Per favore smettete di definirli slowcore. Sarebbe come definire Uluru solo una grande roccia nel bel mezzo del deserto australiano. In quasi trent’anni di carriera, Mimi Parker, Alan Sparhawk e i loro collaboratori – ossia i Low – hanno raccontato in musica i misteri della fede, le contraddizioni dell’America contemporanea e le fragilità della vita di coppia. Fin dagli esordi hanno optato per un’estetica minimalista ma ad altissimo tasso emotivo e, disco dopo disco, l’hanno arricchita con tutto ciò che hanno scoperto e imparato vivendo.
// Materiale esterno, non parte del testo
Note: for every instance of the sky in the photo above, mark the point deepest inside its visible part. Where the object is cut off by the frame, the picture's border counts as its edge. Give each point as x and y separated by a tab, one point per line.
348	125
“Double Negative” (2018), dodicesimo album in studio di una discografia pressoché immacolata e invidiata dal 90% del mondo indie, è probabilmente il lavoro più avventuroso e coraggioso in carriera. Un disco importante, intimo e politico, ricercatissimo ma melodico, che non a caso ha fatto impazzire in egual misura pubblico e critica. Una deflagrante destrutturazione sonora ed emotiva – con il prezioso aiuto di BJ Burton – nella quale elettronica, rock e puro lirismo vengono infranti in mille pezzi per essere ricomposti in qualcosa di nuovo, unico, sublime. Come dire, mettersi in discussione, sezionarsi per poi ritrovarsi.
Essere credibili e dilanianti (in senso positivo) anche quando si esegue una cover dei Bee Gees, di Rihanna – è successo nell’ultimo passaggio romano nel 2013 con “Stay” – o una carola natalizia. Questione di integrità morale e sensibilità artistica, aspetti che non sono mai mancati ai Low. A ragion veduta, ma soprattutto sentita, possono essere considerati un alto esempio di cultura popolare americana. Da affiancare, senza timori reverenziali, a un romanzo di Cormac McCarthy o a un film dei fratelli Coen.